D’Apostrophes, l’émission littéraire la plus célèbre de la télévision à la présidence de l’Académie Goncourt, dont il vient de prendre sa retraite, Bernard Pivot est l’homme qui fit entrer la littérature dans le salon des Français.
Coopté à l’Académie Goncourt en 2004 -il a été le premier non-écrivain à rejoindre la prestigieuse institution-, il en était devenu le président en 2014, avant de se retirer ce mardi, à 84 ans, «pour retrouver un libre et plein usage de son temps».
Ce fou de littérature, défenseur acharné de la langue française et ami sincère des mots, a animé durant 15 ans (de 1975 à 1990) l’émission littéraire Apostrophes qui, chaque vendredi, était suivie par des millions de téléspectateurs.
Vêtu de la blouse grise des instituteurs d’autrefois, Bernard Pivot est aussi celui qui tenta de réconcilier les Français avec l’orthographe en organisant, à partir de 1985, les «Dicos d’or», célèbre championnat d’orthographe qui a remis la dictée au goût du jour.
Cette appétence pour la langue française remonte à loin, expliquait Bernard Pivot en mars 2016 à l’occasion de la présentation de son livre Au secours!

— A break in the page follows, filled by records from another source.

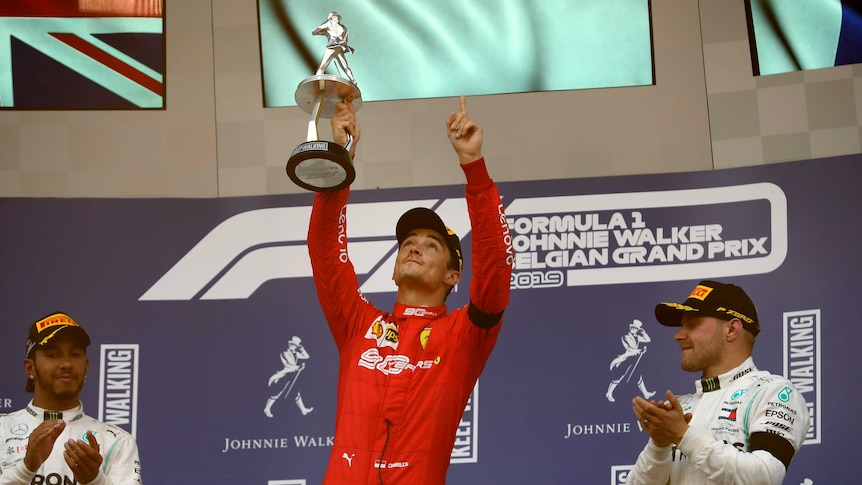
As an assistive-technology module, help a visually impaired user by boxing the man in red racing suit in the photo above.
[308,96,513,485]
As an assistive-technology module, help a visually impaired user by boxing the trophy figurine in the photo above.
[285,12,362,192]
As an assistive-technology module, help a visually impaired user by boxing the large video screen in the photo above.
[258,0,654,107]
[0,0,165,110]
[745,0,862,76]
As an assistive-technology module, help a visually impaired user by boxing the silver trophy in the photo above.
[285,12,362,192]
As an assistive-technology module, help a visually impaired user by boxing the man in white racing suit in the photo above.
[626,281,809,485]
[0,313,141,485]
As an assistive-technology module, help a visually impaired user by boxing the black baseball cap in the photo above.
[395,207,464,272]
[26,312,90,357]
[655,280,760,336]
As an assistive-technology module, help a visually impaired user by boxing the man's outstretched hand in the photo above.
[446,94,482,165]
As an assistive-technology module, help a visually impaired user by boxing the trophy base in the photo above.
[285,141,356,192]
[294,74,362,118]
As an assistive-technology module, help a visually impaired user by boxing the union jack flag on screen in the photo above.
[0,0,165,110]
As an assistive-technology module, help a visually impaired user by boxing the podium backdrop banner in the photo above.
[0,155,862,485]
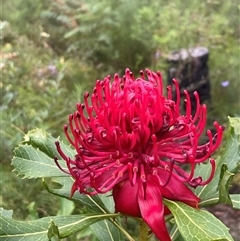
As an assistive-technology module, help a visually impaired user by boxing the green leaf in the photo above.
[43,177,134,241]
[230,194,240,209]
[12,145,67,178]
[43,176,112,213]
[0,207,13,218]
[195,117,240,206]
[0,209,118,241]
[12,129,74,178]
[90,219,124,241]
[221,117,240,173]
[164,200,233,241]
[218,164,234,206]
[22,129,75,159]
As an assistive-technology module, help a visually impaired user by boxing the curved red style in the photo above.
[56,69,223,241]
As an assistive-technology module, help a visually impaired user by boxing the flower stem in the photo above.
[139,220,148,241]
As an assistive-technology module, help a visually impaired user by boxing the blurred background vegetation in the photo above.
[0,0,240,239]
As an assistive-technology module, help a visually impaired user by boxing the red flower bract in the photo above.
[56,69,223,241]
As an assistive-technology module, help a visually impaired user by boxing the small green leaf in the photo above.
[0,210,118,241]
[43,177,134,241]
[12,129,75,178]
[12,145,66,178]
[90,219,124,241]
[47,221,60,240]
[230,194,240,209]
[218,164,234,206]
[23,129,75,159]
[0,207,13,218]
[57,198,75,216]
[165,200,233,241]
[195,117,240,206]
[43,176,112,213]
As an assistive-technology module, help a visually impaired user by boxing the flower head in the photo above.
[56,69,223,241]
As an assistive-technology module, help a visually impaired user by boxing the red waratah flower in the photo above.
[56,69,223,241]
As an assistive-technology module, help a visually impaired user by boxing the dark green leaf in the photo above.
[230,194,240,209]
[12,145,66,178]
[0,209,118,241]
[165,200,233,241]
[195,117,240,206]
[43,176,112,213]
[0,208,13,218]
[23,129,75,159]
[218,164,234,206]
[44,177,134,241]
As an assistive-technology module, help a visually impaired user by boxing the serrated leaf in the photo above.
[0,207,13,218]
[12,145,67,178]
[12,129,74,178]
[230,194,240,209]
[195,117,240,206]
[164,200,233,241]
[43,176,112,213]
[47,221,60,240]
[221,117,240,173]
[44,177,134,241]
[22,129,75,159]
[0,210,118,241]
[90,219,124,241]
[218,164,234,206]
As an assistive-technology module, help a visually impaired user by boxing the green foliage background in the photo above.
[0,0,240,240]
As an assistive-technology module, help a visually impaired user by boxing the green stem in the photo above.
[139,220,148,241]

Les mots m’ont mangé (Allary Editions).
«Je suis un enfant de la guerre. J’étais réfugié avec ma mère dans un petit village du Beaujolais, et mes seuls livres étaient un dictionnaire et les fables de La Fontaine. La Fontaine me parlait de “zéphyr” ou d’“aquilon”, et Le Petit Larousse me renseignait sur ces mots étranges», avait-il confié.
Une de ses plus grandes fiertés est d’être entré dans le Petit Larousse en 2013.
Amateur de beaujolais
Homme de lettres, au sens propre, il n’a écrit à ce jour que deux romans: L’amour en vogue (1959) et Oui, mais quelle est la question? (2012). En parallèle, il est l’auteur de plusieurs essais, sur la langue française, mais aussi sur ses deux autres grandes passions: le vin et le football.
Né à Lyon le 5 mai 1935 dans une famille de petits commerçants, il a passé son enfance dans le Beaujolais et était connu pour être un amateur éclairé des vins de ce terroir. On lui doit notamment un Dictionnaire amoureux du vin (Plon, 2006) qui fait autorité.
Fou de foot, il est resté fidèle à l’AS Saint-Étienne et à l’équipe de France.
Ces dernières années, il a été très actif sur Twitter avec plus d’un million d’abonnés, partageant ses humeurs et ses vues.
Mais, au-delà de toutes ses activités, c’est en tant que journaliste qu’il aime se définir.
Après un passage au Progrès de Lyon, il entre au Figaro littéraire en 1958. Chef de service au Figaro en 1971, il démissionne en 1974 après un désaccord avec Jean d’Ormesson. L’académicien aux yeux bleus sera néanmoins le recordman des passages dans les émissions littéraires de Pivot.
Des invités inoubliables
C’est le jour de l’an 1967 que Pivot apparaît pour la première fois à la télévision, pour évoquer Johnny Hallyday et Sylvie Vartan…
En 1974, après l’éclatement de l’ORTF, il lance Apostrophes, diffusé pour la 1re fois sur Antenne 2 le 10 janvier 1975. Il fonde la même année avec Jean-Louis Servan-Schreiber le magazine Lire.
Apostrophes devient le rituel incontournable du vendredi soir jusqu’en 1990. Il anime l’émission en direct, introduite par le concerto pour piano numéro 1 de Rachmaninov. On y rit beaucoup, on s’insulte, on s’embrasse… Le public adore et les ventes de livres suivent.
Les géants des lettres se succèdent dans le «salon» de Pivot qui sait créer une intimité avec ses invités et réunir des duos improbables. Il y aura des moments inoubliables: Cavanna taclant un Charles Bukowski ivre, avec un fameux «Ta gueule, Bukowski!», l’interview de Soljenitsyne, de Marguerite Duras ou de Patrick Modiano.
Sagan, Barthes, Bradbury, Bourdieu, Eco, Le Clézio, Badinter, Levi-Strauss ou encore le président Mitterrand seront ses invités. En 1987, il interviewera clandestinement Lech Walesa en Pologne.
Facétieux, il soumet ses invités au «questionnaire de Pivot», inspiré de celui de Proust.
Quand Apostrophes s’arrête, l’infatigable Bernard crée Bouillon de culture, à l’horizon plus large que les livres. L’émission cesse en juin 2001. Le dernier numéro rassemble 1,2 million de téléspectateurs.
Ce passionné de littérature tient régulièrement une chronique dans le Journal du Dimanche.